Advances in Telephone Survey Sampling

Teens, social media, and privacy — Photo by BernardaSv via iStockphoto

Note: This report was updated on Dec. 30, 2015 to reflect the January-July 2015 National Health Interview Survey estimates released on December 1, 2015.

Telephone surveys face numerous challenges, but some positive developments have emerged, principally with respect to sampling. Companies that provide telephone samples have developed several products that have the potential to improve the efficiency of surveys in both the landline and cellphone frames and allow for more accurate geographic and demographic targeting of calling in the cellphone frame. A number of tests have been conducted with these products, and the relative costs and benefits of each are becoming clearer. This report describes some of these innovations and presents the results of experiments conducted with each of them.

Cellphones are a mainstay of contemporary telephone polls

Share of interviews via cellphone continues to climb

The most important change in telephone surveys in the past decade has been the adoption of dual frame survey designs that include cellphone numbers. Many survey organizations now conduct at least as many interviews by cellphone as by landline in national surveys. As of 2015, the typical Pew Research Center poll interviews 65% of its respondents on cellphones and 35% on landlines. The cellphone share has grown over time as the share of the population using only a cellphone has risen.¹

Cellphone samples reach a more diverse sample of the public than do landlines. But this benefit is partially offset by the fact that less is known in advance about cellphone samples – in particular, where people actually live. Moreover, cellphone surveys are especially costly because of the government requirement that numbers be dialed manually. Therefore, any improvement in the accuracy and efficiency with which these samples reach the targeted respondents could yield significant benefits in terms of per-survey cost. Fortunately, new products are helping researchers make more effective use of cellphone samples.
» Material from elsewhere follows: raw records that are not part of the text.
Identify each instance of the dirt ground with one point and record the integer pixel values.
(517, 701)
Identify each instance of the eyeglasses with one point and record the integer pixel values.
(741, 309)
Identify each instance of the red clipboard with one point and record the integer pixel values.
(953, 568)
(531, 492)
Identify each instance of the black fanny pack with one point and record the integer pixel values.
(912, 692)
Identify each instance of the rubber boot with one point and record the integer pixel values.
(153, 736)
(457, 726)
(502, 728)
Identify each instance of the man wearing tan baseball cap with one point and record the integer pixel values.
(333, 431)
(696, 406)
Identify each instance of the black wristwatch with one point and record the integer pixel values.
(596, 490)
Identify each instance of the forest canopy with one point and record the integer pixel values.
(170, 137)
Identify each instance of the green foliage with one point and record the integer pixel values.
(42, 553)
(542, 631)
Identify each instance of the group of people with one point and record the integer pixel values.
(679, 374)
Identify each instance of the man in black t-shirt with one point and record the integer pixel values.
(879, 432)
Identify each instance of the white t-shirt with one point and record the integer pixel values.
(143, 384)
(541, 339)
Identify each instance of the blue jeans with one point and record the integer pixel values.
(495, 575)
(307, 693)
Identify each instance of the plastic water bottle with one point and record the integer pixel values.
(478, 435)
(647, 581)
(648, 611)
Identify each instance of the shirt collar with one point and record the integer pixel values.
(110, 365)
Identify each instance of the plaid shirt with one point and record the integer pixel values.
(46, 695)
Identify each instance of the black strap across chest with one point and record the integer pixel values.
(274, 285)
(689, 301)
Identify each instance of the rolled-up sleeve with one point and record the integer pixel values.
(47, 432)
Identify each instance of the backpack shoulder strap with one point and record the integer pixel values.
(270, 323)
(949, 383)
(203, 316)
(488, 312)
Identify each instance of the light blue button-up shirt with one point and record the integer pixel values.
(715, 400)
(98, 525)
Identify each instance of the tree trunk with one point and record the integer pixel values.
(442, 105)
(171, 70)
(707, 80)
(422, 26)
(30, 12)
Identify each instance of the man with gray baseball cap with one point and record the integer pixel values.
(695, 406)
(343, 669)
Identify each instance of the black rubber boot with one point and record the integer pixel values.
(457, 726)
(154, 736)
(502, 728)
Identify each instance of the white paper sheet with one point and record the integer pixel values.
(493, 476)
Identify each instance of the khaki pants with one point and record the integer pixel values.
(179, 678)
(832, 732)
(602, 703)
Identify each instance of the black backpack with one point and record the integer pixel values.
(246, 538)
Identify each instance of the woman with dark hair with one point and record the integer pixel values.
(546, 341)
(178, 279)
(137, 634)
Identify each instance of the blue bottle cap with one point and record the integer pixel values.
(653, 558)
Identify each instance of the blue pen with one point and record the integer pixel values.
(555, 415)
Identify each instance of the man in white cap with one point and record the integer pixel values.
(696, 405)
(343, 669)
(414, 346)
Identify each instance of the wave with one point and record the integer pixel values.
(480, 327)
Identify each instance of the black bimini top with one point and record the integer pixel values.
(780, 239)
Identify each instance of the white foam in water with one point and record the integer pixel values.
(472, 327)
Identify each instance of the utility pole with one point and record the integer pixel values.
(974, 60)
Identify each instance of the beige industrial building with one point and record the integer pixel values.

Improving efficiency with activity flags

One factor contributing to the cost of cellphone interviewing is the substantial share of the numbers sampled and dialed by interviewers that turn out to be non-working, resulting in wasted interviewer time. As of 2015, the average incidence of non-working numbers in the U.S. cellphone random digit dial (RDD) frame was 38%. To reduce this inefficiency, RDD sample vendors have developed services to identify and discard cellphone numbers that are likely to be non-working before they are dialed.

These services make use of “activity flags,” which indicate whether a sampled cellphone number is currently active (and is likely working) based on either recent calling activity or a real-time test of the number’s working status. The flag is typically available for 95% or more of cellphone numbers. In 2012, vendors started making these flags available so that survey designers could remove pre-identified non-working numbers from their samples and, in turn, save money by reducing the amount of time interviewers spend dialing unproductive numbers. One team of researchers² estimated that excluding flagged-inactive numbers can reduce the amount of labor hours needed for telephone interviewing by as much as 20%.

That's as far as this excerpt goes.